The 38 percent of adults who reported spending cuts represent approximately 98 million Americans, while those in lower-income households — earning less than $48,000 per year — were more likely to make the financial trade offs. 

However, 19 percent of households earning $180,000 annually or more also reported spending cuts and women under the age of 50 and in general were more likely to cut back on medical care and medicine than males. 

Unlike expenses for gas, food and electricity, “congress has the power right now to reduce health care prices, particularly for prescription drugs. Legislation is on the table,” said Lash, in reference to President Biden’s Inflation Reduction Act which would allow Medicare to negotiate prices for select prescription drugs. 
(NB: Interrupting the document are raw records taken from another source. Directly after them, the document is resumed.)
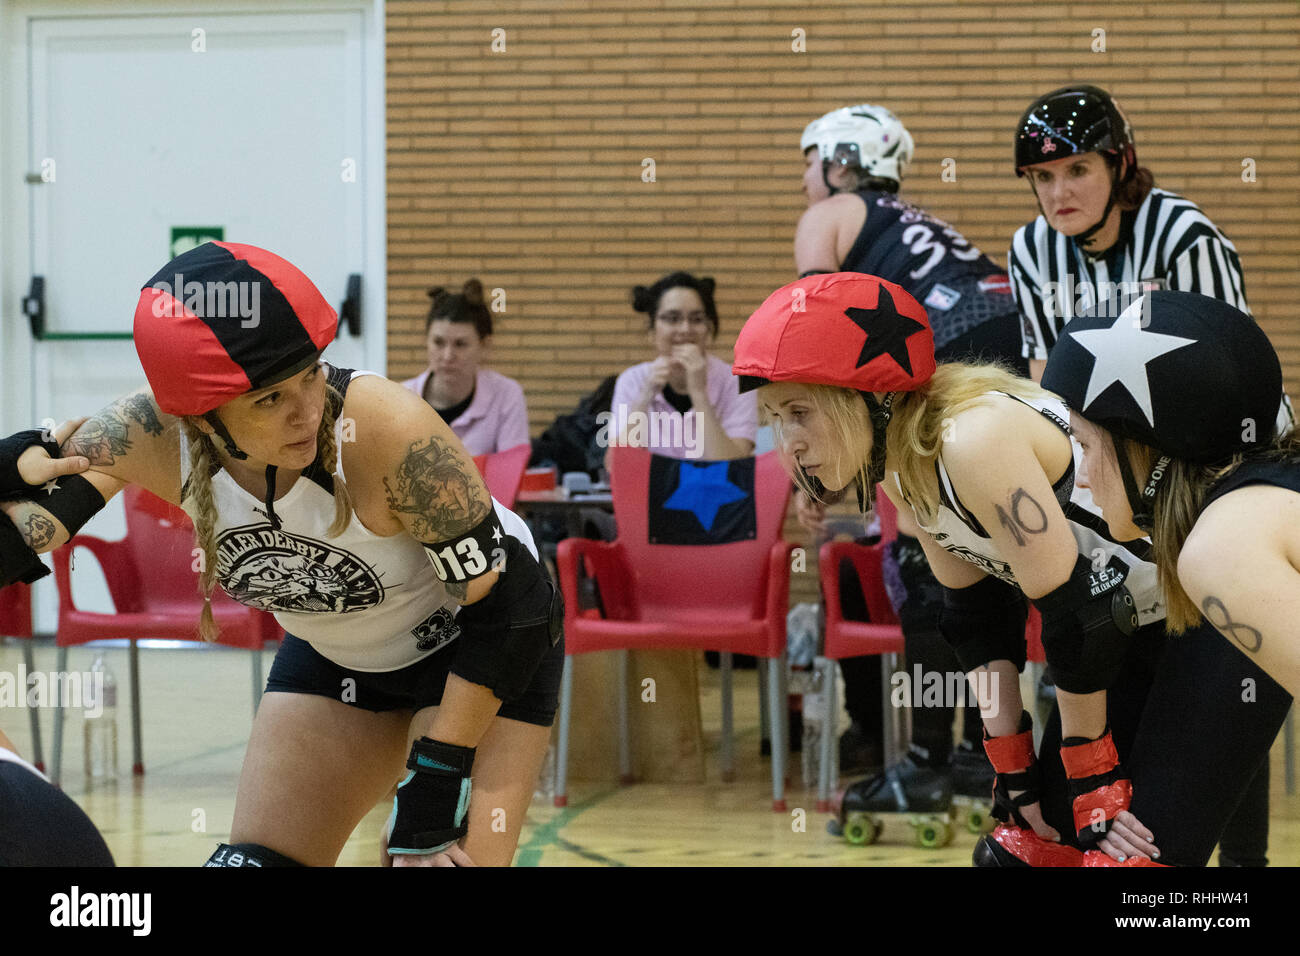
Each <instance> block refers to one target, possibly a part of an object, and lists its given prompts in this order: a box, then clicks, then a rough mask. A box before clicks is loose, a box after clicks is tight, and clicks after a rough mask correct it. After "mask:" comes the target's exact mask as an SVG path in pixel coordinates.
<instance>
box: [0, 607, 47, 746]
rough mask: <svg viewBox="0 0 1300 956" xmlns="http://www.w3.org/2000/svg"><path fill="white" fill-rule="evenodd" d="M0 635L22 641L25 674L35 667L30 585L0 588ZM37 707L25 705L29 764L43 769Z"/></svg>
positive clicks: (23, 664) (35, 668) (23, 688)
mask: <svg viewBox="0 0 1300 956" xmlns="http://www.w3.org/2000/svg"><path fill="white" fill-rule="evenodd" d="M0 636H4V637H17V639H18V640H21V641H22V663H23V667H25V669H26V671H27V674H34V672H35V670H36V663H35V659H34V658H32V654H31V587H30V585H27V584H10V585H9V587H8V588H4V589H0ZM16 692H17V693H21V695H26V688H25V687H23V688H17V691H16ZM36 710H38V708H27V715H29V717H30V718H31V750H32V758H34V760H32V761H31V762H32V766H35V767H36V769H38V770H42V771H43V770H44V769H45V758H44V754H43V753H42V752H40V721H38V719H36Z"/></svg>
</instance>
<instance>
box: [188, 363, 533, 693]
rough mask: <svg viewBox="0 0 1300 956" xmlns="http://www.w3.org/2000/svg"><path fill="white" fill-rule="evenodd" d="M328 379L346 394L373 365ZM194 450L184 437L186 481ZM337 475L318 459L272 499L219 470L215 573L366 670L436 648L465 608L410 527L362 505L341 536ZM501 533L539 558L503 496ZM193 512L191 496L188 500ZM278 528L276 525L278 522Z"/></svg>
mask: <svg viewBox="0 0 1300 956" xmlns="http://www.w3.org/2000/svg"><path fill="white" fill-rule="evenodd" d="M328 371H329V381H330V384H331V385H334V386H335V388H337V389H338V390H339V392H341V393H346V390H347V385H348V382H350V381H351V380H352V378H356V377H360V376H363V375H376V373H374V372H354V371H352V369H346V368H329V367H328ZM343 419H344V416H343V415H338V418H337V420H335V423H334V442H335V447H337V449H338V460H337V462H335V466H334V468H335V475H338V476H339V477H341V479H343V480H344V481H346V480H347V479H346V476H344V475H343V454H342V451H343V436H342V423H343ZM188 471H190V455H188V451H187V449H186V441H185V433H183V432H182V434H181V481H182V486H183V484H185V483H186V481H187V480H188ZM333 488H334V485H333V480H331V479H330V476H329V473H328V472H326V471H325V468H322V467H321V464H320V462H318V460H317V462H316V463H315V464H312V466H311V467H309V468H307V470H305V471H303V473H302V475H300V476H299V477H298V480H296V481H294V485H292V488H290V490H289V493H287V494H286V496H285V497H282V498H279V499H277V501H276V502H274V503H273V507H272V512H273V515H274V519H276V520H274V522H273V520H272V515H268V512H266V503H265V502H264V501H259V499H257V498H256V497H255V496H252V494H250V493H248V492H246V490H244V489H243V488H240V486H239V485H238V484H237V483H235V480H234V479H233V477H230V475H229V473H227V472H226V471H225V470H221V471H218V472H217V473H216V475H213V476H212V496H213V501H214V503H216V507H217V515H218V518H217V525H216V535H217V579H218V580H220V583H221V587H222V589H225V592H226V593H227V594H230V597H233V598H234V600H235V601H238V602H239V604H243V605H247V606H250V607H257V609H259V610H264V611H270V613H272V614H274V615H276V620H277V622H279V624H281V627H283V628H285V631H287V632H289V633H291V635H294V636H295V637H300V639H303V640H304V641H307V643H308V644H311V645H312V646H313V648H315V649H316V650H317V652H320V653H321V654H322V656H325V657H326V658H329V659H330V661H333V662H334V663H337V665H339V666H342V667H348V669H351V670H359V671H390V670H398V669H400V667H406V666H408V665H412V663H415V662H416V661H420V659H421V658H424V657H428V656H429V654H432V653H434V652H435V650H438V649H439V648H442V646H446V645H447V644H448V643H450V641H452V640H455V637H456V636H458V635H459V633H460V627H459V626H458V624H456V623H455V614H456V611H458V610H459V606H458V605H456V602H455V601H454V600H452V598H451V597H448V594H447V592H446V591H445V589H443V587H442V581H441V580H438V578H437V575H434V572H433V566H432V564H430V563H429V557H428V554H426V553H425V550H424V548H422V546H421V545H420V542H419V541H416V540H415V538H413V537H411V536H409V535H408V533H406V532H400V533H398V535H393V536H389V537H381V536H378V535H374V533H372V532H370V531H368V529H367V528H365V527H364V525H363V524H361V522H360V520H359V519H357V516H356V512H355V511H354V512H352V514H351V516H350V520H348V524H347V528H346V529H344V531H343V533H342V535H339V536H338V537H329V536H328V535H326V529H328V528H329V525H330V524H331V523H333V522H334V492H333ZM493 507H494V510H495V512H497V516H498V519H499V520H500V523H502V531H503V532H504V533H507V535H511V536H513V537H516V538H519V540H520V541H523V542H524V544H525V545H526V546H528V549H529V550H530V551H532V553H533V555H534V557H536V555H537V548H536V545H534V544H533V537H532V535H530V533H529V531H528V525H526V524H524V522H523V520H521V519H520V518H519V516H517V515H516V514H515V512H512V511H510V510H508V509H506V507H504V506H503V505H502V503H500V502H498V501H497V499H495V498H494V499H493ZM185 509H186V511H187V512H188V514H190V518H191V519H192V518H194V514H192V501H186V505H185ZM277 525H278V527H277Z"/></svg>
Nearly 40 percent of participants said they were extremely concerned or concerned about paying for health care in the next six months, but when asked which expenses respondents expected to increase, only three percent reported health care costs compared with 43 percent who cited gas prices. 

“Inflation is hollowing out consumer spending habits across an array of areas. What is found just under the surface is that after gas and groceries, the role of inflation in reducing the pursuit of needed care is large and significant,” said Dan Witters, a senior researcher at Gallup, in a press release. 

“The rising cost of care itself, which is originating from an already elevated level, is having an outsized impact on lessening other forms of spending, compounding the problem,” he continued.

The majority of those surveyed also had little faith in state or federal representatives to slow rising costs of health care, a finding consistent regardless of race, gender, income level, or political party affiliation.